Archive for December, 2004

As I’ve done several times in the past, here is my security response to the auditor. Nothing really surprising here, but I’m opening it up in case I’ve been a dumbass :)

This is edited, for our security.

Over the last 4-6 weeks, several high profile Desktop Search (DS) tools have been released. The most widely talked about is Google’s Desktop Search tool, though others from Microsoft, Yahoo and Ask! have also been released. These new releases are in addition to mature software from X1 and Copernic.
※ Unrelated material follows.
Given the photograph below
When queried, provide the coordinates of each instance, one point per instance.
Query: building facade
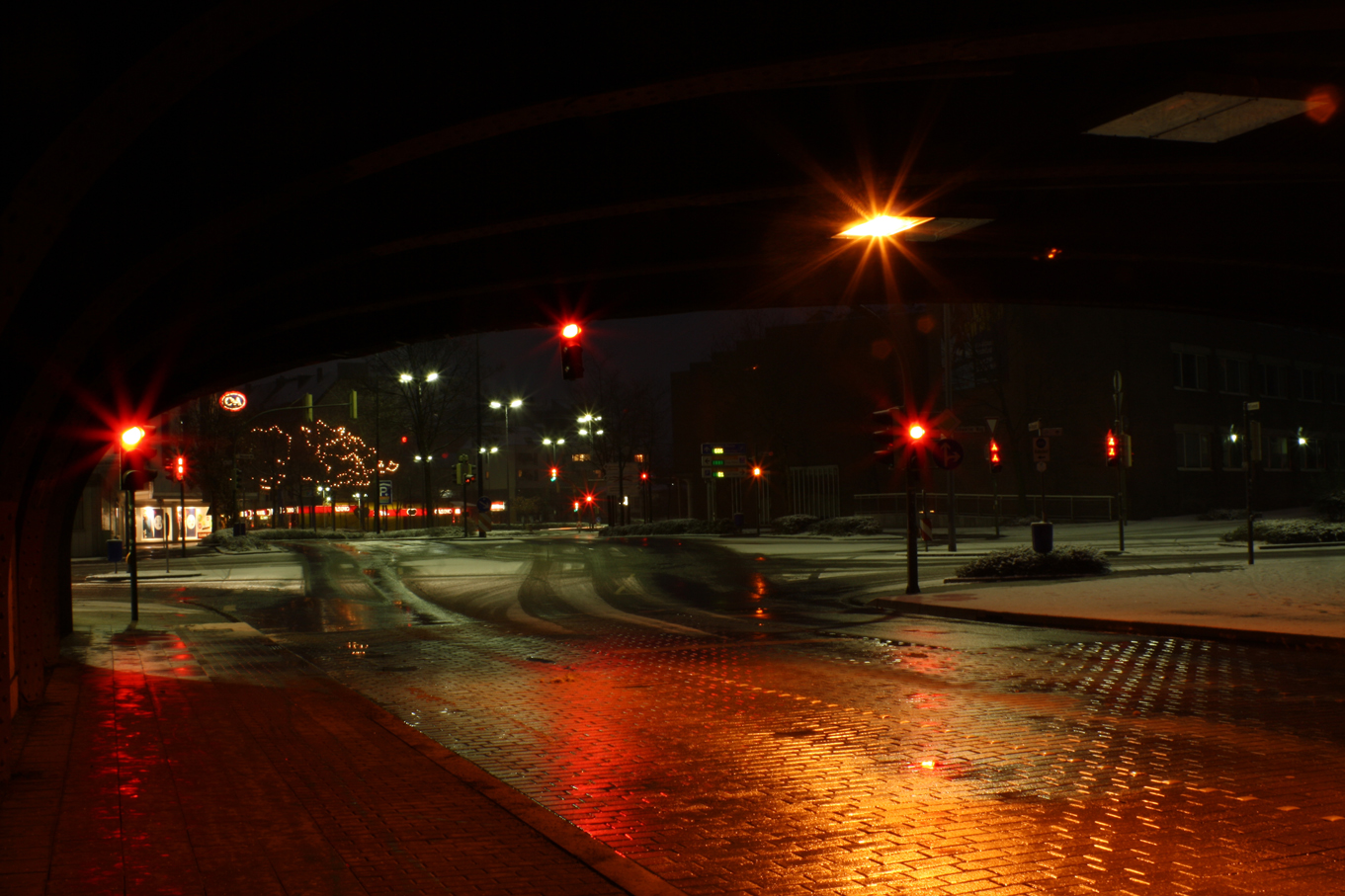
(801, 398)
There are several broad security, as well as corporate, issues with DS software – as well as several security issues with the individual packages.

Desktop Software Issues

For any enterprise, by far the biggest issue is that DS software indexes what is on a computer, as well as what is being done by a computer, and only reports the data to the user. It doesn’t tell an administrator, department head or IT department. Ultimately, we believe that any internal indexing, data mining or reporting software which is investigating users computers should be in the hands of someone who is prepared to deal with any repercussions of what may be found.

Beyond that, several of the packages examine and report results based on what could be termed “sensitive” and “private” data, often without the context for how that data arrived on the hard drive. For example, Google’s Desktop Search (GDS) indexes the cache for whatever web browser is being used – and even searches encrypted pages such as online banking or secure patient service sites.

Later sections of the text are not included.